# A/Б-тесты

In [1]:
import numpy as np
import pandas as pd

import scipy
import statsmodels

from statsmodels.stats.weightstats import *
from statsmodels.stats.proportion import proportion_confint

## Загрузка данных

In [2]:
data_green = pd.read_csv('Green_btn.csv')
data_red = pd.read_csv('Red_btn.csv')

In [109]:
data_green.tail()

Unnamed: 0,Green
995,0
996,0
997,0
998,0
999,0


In [108]:
data_red.tail()

Unnamed: 0,Red
995,0
996,0
997,0
998,0
999,0


In [111]:
from pandas import concat

In [120]:
pieces = [data_red, data_green]
data = concat(pieces, axis=1)

In [121]:
data.head(10)

Unnamed: 0,Red,Green
0,0,0
1,1,1
2,0,0
3,0,0
4,0,0
5,0,0
6,0,0
7,0,0
8,0,0
9,0,0


## Интервальные оценки долей

$$\frac1{ 1 + \frac{z^2}{n} } \left( \hat{p} + \frac{z^2}{2n} \pm z \sqrt{ \frac{ \hat{p}\left(1-\hat{p}\right)}{n} + \frac{z^2}{4n^2} } \right), \;\; z \equiv z_{1-\frac{\alpha}{2}}$$ 

In [124]:
conf_interval_red = proportion_confint(sum(data.Red), 
                                            data.shape[0],
                                            method = 'wilson')
conf_interval_green = proportion_confint(sum(data.Green), 
                                            data.shape[0],
                                            method = 'wilson')

In [126]:
print('95%% confidence interval for a click probability, banner a: [%f, %f]' % conf_interval_red)
print('95%% confidence interval for a click probability, banner b [%f, %f]' % conf_interval_green)

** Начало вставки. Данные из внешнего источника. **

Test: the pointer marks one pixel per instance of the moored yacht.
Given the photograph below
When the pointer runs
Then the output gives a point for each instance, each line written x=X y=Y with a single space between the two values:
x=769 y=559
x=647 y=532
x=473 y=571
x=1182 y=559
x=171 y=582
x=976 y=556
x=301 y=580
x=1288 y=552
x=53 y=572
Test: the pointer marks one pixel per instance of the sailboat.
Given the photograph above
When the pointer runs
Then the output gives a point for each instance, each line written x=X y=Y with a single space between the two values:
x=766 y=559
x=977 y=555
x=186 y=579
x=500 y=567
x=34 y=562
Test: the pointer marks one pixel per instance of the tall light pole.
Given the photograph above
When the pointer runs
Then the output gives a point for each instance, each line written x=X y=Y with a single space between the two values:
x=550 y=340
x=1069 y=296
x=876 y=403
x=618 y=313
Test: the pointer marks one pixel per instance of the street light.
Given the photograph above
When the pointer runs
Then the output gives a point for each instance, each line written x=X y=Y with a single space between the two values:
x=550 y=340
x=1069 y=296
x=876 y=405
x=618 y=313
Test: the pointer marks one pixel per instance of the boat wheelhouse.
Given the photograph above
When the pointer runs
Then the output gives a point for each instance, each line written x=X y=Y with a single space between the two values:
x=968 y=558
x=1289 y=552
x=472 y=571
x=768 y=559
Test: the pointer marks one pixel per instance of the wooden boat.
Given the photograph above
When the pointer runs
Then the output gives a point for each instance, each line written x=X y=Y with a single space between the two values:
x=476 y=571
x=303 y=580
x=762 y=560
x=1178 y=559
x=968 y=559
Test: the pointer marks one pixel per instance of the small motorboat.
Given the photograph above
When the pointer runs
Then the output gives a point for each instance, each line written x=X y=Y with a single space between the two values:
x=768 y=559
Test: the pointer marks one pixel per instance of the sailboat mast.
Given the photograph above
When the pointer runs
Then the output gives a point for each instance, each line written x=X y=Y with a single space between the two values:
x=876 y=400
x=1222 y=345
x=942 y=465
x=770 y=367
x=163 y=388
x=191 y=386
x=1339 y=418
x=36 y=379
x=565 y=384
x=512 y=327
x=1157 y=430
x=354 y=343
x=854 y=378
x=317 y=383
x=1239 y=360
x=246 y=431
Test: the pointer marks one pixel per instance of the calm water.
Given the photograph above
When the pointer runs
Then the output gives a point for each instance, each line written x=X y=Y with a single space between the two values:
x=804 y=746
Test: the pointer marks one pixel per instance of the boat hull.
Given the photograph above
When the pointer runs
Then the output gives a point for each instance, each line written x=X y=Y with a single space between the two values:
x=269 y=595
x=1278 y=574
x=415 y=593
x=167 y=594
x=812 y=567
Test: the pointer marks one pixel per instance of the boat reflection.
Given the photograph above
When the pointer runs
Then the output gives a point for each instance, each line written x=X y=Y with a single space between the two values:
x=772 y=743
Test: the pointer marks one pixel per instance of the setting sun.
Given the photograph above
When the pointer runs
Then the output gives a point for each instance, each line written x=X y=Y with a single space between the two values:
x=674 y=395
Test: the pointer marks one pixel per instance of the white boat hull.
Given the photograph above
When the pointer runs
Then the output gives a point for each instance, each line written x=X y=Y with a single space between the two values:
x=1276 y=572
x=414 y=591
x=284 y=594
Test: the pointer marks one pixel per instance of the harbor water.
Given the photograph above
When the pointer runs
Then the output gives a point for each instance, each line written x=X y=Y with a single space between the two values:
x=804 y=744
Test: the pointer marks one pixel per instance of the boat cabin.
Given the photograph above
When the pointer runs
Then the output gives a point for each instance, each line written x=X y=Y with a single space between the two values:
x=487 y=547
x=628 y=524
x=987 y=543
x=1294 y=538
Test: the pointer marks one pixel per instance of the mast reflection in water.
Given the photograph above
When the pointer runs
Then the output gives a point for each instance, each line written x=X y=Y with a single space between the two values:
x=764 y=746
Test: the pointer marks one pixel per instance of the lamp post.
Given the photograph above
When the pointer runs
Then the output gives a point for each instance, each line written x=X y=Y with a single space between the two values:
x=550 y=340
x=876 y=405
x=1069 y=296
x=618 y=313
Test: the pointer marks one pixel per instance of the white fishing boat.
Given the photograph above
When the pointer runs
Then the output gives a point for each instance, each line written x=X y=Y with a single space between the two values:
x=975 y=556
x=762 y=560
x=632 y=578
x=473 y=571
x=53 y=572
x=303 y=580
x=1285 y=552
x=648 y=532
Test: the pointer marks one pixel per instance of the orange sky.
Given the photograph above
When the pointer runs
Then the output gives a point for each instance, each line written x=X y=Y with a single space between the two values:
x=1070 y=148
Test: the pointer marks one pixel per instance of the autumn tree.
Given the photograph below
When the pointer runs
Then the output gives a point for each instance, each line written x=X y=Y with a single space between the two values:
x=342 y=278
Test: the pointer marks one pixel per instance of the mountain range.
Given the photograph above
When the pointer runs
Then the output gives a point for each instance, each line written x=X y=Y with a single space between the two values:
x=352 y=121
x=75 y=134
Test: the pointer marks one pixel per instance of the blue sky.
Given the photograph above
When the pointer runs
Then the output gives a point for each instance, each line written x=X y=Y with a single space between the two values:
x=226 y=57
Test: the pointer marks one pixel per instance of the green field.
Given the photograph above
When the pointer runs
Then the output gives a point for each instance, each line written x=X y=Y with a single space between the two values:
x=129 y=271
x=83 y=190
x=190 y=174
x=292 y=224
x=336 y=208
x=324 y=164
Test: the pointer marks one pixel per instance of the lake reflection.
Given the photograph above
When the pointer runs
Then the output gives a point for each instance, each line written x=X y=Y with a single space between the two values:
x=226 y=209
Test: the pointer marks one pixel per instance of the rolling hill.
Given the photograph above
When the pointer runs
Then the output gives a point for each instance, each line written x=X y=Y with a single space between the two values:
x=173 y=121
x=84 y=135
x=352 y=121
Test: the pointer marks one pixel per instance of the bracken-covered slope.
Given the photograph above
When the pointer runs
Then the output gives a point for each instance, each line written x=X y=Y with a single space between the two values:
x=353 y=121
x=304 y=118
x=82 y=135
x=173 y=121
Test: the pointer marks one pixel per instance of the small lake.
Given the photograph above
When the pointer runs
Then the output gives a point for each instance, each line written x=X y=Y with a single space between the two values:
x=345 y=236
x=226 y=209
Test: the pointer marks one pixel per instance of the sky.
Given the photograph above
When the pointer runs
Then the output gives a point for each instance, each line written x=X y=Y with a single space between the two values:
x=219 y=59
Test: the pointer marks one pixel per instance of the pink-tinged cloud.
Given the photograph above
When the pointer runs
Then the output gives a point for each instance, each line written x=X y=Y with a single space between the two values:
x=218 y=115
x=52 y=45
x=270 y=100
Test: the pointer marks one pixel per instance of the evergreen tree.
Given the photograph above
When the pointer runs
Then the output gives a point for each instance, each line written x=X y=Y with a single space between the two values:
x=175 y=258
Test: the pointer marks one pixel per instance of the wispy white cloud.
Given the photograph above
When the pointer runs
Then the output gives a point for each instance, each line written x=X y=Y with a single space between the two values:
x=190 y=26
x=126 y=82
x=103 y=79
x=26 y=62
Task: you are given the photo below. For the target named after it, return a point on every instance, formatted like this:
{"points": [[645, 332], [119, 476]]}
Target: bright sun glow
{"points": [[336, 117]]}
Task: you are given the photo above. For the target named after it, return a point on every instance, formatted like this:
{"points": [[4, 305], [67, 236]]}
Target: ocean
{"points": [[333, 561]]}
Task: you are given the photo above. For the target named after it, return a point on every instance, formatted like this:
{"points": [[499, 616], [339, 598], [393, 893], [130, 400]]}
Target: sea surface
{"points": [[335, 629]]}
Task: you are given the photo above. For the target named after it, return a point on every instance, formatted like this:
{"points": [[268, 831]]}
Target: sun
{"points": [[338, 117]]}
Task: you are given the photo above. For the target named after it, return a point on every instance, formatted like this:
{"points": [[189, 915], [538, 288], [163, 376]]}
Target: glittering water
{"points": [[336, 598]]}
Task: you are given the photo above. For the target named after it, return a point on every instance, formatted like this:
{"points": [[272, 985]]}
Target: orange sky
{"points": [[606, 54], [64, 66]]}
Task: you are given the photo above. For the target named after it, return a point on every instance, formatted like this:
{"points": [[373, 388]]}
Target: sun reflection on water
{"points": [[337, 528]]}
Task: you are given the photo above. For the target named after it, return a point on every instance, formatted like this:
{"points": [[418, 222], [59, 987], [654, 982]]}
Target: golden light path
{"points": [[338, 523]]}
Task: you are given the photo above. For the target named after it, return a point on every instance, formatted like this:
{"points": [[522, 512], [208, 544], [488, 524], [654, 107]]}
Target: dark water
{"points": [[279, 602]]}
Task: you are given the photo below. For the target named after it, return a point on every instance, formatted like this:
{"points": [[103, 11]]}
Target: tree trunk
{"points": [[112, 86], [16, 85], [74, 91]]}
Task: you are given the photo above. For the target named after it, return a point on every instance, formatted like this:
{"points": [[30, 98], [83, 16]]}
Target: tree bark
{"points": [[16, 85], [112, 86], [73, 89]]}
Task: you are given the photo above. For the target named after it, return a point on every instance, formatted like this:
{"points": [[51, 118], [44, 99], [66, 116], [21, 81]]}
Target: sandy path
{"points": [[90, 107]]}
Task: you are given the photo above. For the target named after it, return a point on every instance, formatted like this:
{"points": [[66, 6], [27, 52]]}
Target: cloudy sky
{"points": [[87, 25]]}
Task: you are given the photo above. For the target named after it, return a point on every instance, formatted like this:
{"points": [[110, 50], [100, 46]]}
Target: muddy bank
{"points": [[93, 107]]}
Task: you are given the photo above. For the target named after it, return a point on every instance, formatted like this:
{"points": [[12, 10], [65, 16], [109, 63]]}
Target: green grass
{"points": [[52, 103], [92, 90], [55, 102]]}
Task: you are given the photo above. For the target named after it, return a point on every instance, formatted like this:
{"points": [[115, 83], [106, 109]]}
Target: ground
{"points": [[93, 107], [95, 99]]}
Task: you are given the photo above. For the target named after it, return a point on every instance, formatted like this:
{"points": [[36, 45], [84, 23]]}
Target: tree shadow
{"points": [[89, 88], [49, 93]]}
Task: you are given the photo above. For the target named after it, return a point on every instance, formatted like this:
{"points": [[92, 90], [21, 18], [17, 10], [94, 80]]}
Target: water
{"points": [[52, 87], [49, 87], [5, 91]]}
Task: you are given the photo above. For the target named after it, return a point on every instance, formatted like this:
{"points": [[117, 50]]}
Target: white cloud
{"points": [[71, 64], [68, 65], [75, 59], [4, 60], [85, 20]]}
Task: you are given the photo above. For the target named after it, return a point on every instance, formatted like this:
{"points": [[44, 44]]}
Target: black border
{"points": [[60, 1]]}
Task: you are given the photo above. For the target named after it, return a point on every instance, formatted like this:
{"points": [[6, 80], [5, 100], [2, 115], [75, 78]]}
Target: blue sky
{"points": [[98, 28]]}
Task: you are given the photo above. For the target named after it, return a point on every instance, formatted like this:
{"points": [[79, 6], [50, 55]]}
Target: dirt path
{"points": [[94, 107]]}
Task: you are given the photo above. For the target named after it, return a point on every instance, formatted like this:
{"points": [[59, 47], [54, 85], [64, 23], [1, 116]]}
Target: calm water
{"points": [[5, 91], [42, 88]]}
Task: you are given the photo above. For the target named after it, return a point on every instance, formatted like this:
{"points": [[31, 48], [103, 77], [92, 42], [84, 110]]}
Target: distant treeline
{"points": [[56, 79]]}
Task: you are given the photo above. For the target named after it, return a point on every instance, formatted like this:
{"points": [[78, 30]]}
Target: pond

95% confidence interval for a click probability, banner a: [0.026961, 0.050582]
95% confidence interval for a click probability, banner b [0.040747, 0.068675]


## Z-критерий для разности долей (независимые выборки)

   | $X_1$ | $X_2$  
  ------------- | -------------|
  1  | a | b 
  0  | c | d 
  $\sum$ | $n_1$| $n_2$
  
$$ \hat{p}_1 = \frac{a}{n_1}$$

$$ \hat{p}_2 = \frac{b}{n_2}$$


$$\text{Доверительный интервал для }p_1 - p_2\colon \;\; \hat{p}_1 - \hat{p}_2 \pm z_{1-\frac{\alpha}{2}}\sqrt{\frac{\hat{p}_1(1 - \hat{p}_1)}{n_1} + \frac{\hat{p}_2(1 - \hat{p}_2)}{n_2}}$$

$$Z-статистика: Z({X_1, X_2}) =  \frac{\hat{p}_1 - \hat{p}_2}{\sqrt{P(1 - P)(\frac{1}{n_1} + \frac{1}{n_2})}}$$
$$P = \frac{\hat{p}_1{n_1} + \hat{p}_2{n_2}}{{n_1} + {n_2}} $$

In [131]:
def proportions_diff_confint_ind(sample1, sample2, alpha = 0.05):    
    z = scipy.stats.norm.ppf(1 - alpha / 2.)
    
    p1 = float(sum(sample1)) / len(sample1)
    p2 = float(sum(sample2)) / len(sample2)
    
    left_boundary = (p1 - p2) - z * np.sqrt(p1 * (1 - p1)/ len(sample1) + p2 * (1 - p2)/ len(sample2))
    right_boundary = (p1 - p2) + z * np.sqrt(p1 * (1 - p1)/ len(sample1) + p2 * (1 - p2)/ len(sample2))
    
    return (left_boundary, right_boundary)

In [132]:
def proportions_diff_z_stat_ind(sample1, sample2):
    n1 = len(sample1)
    n2 = len(sample2)
    
    p1 = float(sum(sample1)) / n1
    p2 = float(sum(sample2)) / n2 
    P = float(p1*n1 + p2*n2) / (n1 + n2)
    
    return (p1 - p2) / np.sqrt(P * (1 - P) * (1. / n1 + 1. / n2))

In [133]:
def proportions_diff_z_test(z_stat, alternative = 'two-sided'):
    if alternative not in ('two-sided', 'less', 'greater'):
        raise ValueError("alternative not recognized\n"
                         "should be 'two-sided', 'less' or 'greater'")
    
    if alternative == 'two-sided':
        return 2 * (1 - scipy.stats.norm.cdf(np.abs(z_stat)))
    
    if alternative == 'less':
        return scipy.stats.norm.cdf(z_stat)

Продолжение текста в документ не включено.